Giampaolo chegou a ser cogitado para a Inter, mas acabou indo para Cagliari, de onde certamente sairá na próxima temporada, caso repita o trabalho de Ascoli. Ele deve ter em mente que não pode ‘perder a hora’ de sair, como aconteceu com Serse Cosmi, que fez chover no Perugia e depois purgou seus pecados na Udinese. Giampaolo parece ser mais do que outro nome mediano. Vale a pena acompanhar para ver como ele vai se sair.

– Tantos foram os rumores de transferências para o Milan nesta semana, que esta coluna se calará, para não dar vazão à imaginação de empresários malandrões.

– Mas uma coisa que parece certa é a renovação de contrato de Dida, por mais quatro anos.

– Cassano, queimadíssimo em Madri, deve voltar à Itália.

– Se a palhaçada de ‘Calciopoli’ ficou sem punição, ao menos a investigação sobre a GEA continua andando.

– Rememorando: a GEA era a companhia de agenciamento de jogadores que pertencia ao filho de Luciano Moggi, ex-capo da Juventus.

– Com seu poder na Juve, os Moggi, coagiam jogadores e treinadores a aceitarem seus serviços.
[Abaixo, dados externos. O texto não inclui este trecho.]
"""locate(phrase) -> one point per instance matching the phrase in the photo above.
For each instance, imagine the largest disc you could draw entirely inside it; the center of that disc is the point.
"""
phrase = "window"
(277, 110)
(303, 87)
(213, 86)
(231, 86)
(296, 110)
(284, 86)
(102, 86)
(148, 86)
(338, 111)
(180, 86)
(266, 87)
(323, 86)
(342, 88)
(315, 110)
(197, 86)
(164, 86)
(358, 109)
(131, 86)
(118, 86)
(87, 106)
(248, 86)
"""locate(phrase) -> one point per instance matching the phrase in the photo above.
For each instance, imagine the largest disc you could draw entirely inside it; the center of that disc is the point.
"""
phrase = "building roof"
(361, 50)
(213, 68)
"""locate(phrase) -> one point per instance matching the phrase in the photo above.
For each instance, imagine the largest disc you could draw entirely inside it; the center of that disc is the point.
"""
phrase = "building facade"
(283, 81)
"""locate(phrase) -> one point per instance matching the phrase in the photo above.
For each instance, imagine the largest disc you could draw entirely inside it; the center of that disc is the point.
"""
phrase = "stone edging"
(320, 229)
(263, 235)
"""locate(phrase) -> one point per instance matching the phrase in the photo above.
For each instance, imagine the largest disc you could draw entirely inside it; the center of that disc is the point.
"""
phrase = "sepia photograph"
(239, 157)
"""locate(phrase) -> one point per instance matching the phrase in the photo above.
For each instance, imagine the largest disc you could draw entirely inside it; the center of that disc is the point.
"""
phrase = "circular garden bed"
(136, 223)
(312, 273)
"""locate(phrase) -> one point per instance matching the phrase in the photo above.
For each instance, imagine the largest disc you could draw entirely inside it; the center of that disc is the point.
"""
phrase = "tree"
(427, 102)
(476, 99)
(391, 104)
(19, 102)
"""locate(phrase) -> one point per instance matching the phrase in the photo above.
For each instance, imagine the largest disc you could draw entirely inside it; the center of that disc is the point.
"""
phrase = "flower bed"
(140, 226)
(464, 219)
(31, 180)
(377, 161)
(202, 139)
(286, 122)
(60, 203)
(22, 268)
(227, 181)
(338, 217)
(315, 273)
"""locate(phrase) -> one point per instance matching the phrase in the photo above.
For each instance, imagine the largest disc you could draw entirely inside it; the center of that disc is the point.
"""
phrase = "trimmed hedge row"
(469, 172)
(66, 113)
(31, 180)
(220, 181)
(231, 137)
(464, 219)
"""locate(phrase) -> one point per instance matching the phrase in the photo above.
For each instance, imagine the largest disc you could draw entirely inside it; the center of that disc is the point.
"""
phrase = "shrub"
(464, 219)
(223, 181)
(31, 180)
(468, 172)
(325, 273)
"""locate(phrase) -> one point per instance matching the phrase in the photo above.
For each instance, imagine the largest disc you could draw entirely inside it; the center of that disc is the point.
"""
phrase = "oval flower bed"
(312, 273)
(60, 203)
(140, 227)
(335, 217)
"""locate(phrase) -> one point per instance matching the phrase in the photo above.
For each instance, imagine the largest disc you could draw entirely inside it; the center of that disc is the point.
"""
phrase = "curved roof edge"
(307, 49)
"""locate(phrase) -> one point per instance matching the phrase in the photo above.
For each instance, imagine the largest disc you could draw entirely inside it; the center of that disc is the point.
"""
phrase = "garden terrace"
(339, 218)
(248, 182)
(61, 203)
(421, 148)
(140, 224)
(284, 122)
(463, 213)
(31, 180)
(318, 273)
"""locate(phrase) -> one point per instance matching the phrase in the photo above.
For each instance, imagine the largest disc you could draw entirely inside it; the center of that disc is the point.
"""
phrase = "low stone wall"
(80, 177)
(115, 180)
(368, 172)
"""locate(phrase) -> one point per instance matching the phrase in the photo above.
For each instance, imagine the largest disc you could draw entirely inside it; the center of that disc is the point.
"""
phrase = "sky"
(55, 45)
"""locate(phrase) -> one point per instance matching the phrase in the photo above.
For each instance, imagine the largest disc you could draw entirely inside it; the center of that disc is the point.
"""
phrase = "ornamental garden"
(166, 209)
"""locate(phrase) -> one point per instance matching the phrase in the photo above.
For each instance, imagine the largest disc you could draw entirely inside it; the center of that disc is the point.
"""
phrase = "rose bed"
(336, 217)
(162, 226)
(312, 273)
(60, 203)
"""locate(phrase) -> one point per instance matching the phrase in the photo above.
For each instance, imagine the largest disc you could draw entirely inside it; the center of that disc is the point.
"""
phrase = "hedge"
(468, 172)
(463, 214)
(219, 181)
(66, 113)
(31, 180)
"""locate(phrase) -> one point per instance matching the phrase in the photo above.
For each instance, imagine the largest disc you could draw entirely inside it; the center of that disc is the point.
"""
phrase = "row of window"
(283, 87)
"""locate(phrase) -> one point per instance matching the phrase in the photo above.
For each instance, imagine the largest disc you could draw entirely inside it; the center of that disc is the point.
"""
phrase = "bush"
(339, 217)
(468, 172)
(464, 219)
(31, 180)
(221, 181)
– Segundo a acusação, entre as ‘vítimas’ de coação estavam David Trezeguet, Manuele Blasi, Giorgio Chiellini, Nicola Amoruso, Ruslan Nigmatullin, Ilyas Zeytulaev, Victor Budianski, Davide Baiocco, Fabio Gatti, Giovanni Tedesco e Salvatore Fresi.

– vejamos onde acaba…

– Seleção da 12a rodada da Série A:

– Balli (Empoli); Loria (Atalanta), Panucci (Roma), Chivu (Roma) e Modesto (Reggina); Mancini (Roma), León (Reggina) e Mauri (Lazio); Totti (Roma); Montella (Roma) e Crespo (Inter).

Cassiano Gobbet
Cassiano Gobbet é jornalista, formado pela Universidade de São Paulo e mestre em jornalismo digital pela Bournemouth University.